You are viewing a plain text version of this content. The canonical link for it is here.
Posted to java-user@lucene.apache.org by Mikhail Khludnev <mk...@apache.org> on 2017/06/20 08:23:38 UTC
Re: Correction: SpanNearQuery Class issue through spans object (Not
through Searcher.search() method)
Hello Ranganath,
I guess you need to loop through LeafReaderContexts, create scorer/span for
them to get to 7th crore and beyond.
On Tue, Jun 20, 2017 at 10:59 AM, Ranganath B N <ra...@huawei.com>
wrote:
> Hi,
>
>
> This is regarding the search limit of SpanNearQuery Class. I create
> a lucene index consisting of 2 billion documents .

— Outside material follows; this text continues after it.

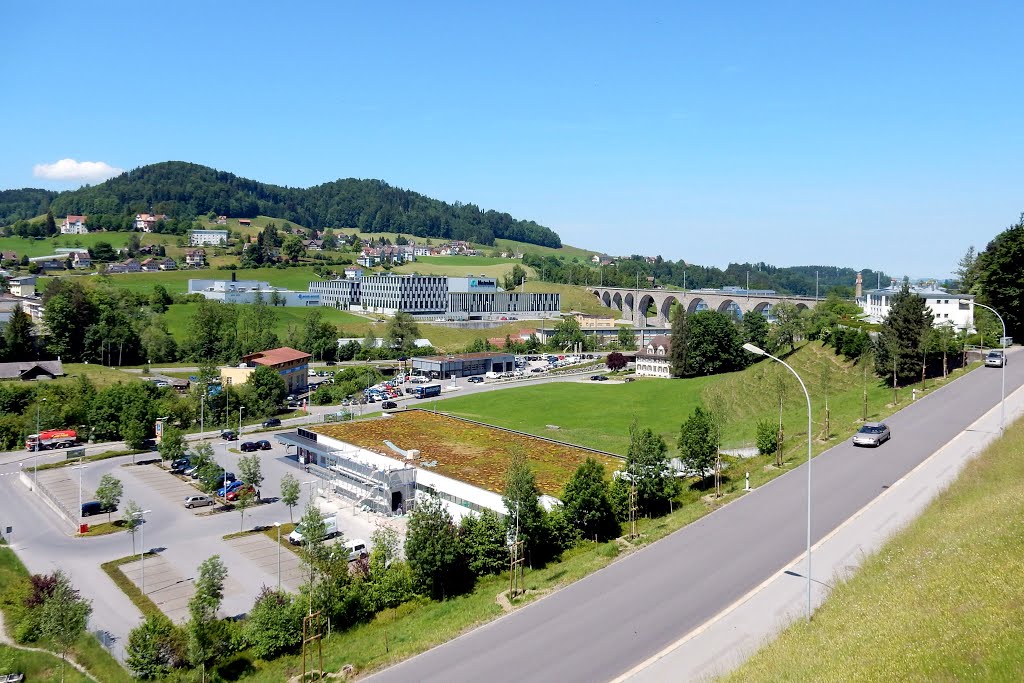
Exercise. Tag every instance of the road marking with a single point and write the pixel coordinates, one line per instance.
(750, 594)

> Then obtain a spans object through getspans method of Spanweight
> object created from SpanNearQuery object. Then I get the
> matching documents by iterating through spans.nextdoc(). But searching
> through spans object returns results only if search terms are
> within first 6 crore inserted documents. Am I missing anything
> during initialization so that search is getting restricted or is this a
> limitation issue with SpanNearQuery Class?

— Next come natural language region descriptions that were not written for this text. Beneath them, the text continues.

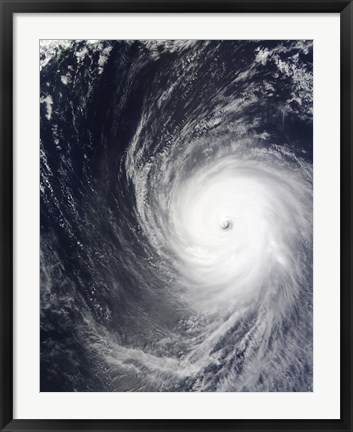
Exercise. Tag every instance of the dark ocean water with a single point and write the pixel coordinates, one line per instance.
(176, 216)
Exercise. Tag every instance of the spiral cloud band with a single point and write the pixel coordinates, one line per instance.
(176, 216)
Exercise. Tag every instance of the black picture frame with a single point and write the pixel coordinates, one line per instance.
(8, 9)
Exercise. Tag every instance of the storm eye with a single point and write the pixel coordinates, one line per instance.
(225, 223)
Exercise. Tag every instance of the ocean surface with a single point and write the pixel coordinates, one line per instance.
(176, 216)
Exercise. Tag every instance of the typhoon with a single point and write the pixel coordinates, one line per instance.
(176, 216)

> I am using Apache lucene 6.5.0 version. Please let me know about this
> since I am using this for a critical project?
>
> Thanks,
> Ranganath B. N.
>
>
--
Sincerely yours
Mikhail Khludnev
RE: Correction: SpanNearQuery Class issue through spans object (Not
through Searcher.search() method)
Posted by Ranganath B N <ra...@huawei.com>.
Hi Allison and Mikhail Khludnev,
Great. Your suggestion works. But I have one more question. In the same context, if my SpanNearQuery matches 10000 documents, it takes 20 seconds to retrieve the results (time is spent in getspans method). How can I optimize this time? I need to obtain the positions of Matches also (for this, I am using SpanWeight.Postings.POSITIONS argument in the getspans method)
Thanks,
Ranganath B. N.
-----Original Message-----
From: Allison, Timothy B. [mailto:tallison@mitre.org]
Sent: Tuesday, June 20, 2017 5:35 PM
To: java-user@lucene.apache.org
Subject: RE: Correction: SpanNearQuery Class issue through spans object (Not through Searcher.search() method)
As an example of Mikhail's suggestion:
https://github.com/tballison/lucene-addons/blob/master/lucene-5317/src/main/java/org/apache/lucene/search/concordance/charoffsets/SpansCrawler.java
If you are trying to build a concordance, see ConcordanceSearcher in that package.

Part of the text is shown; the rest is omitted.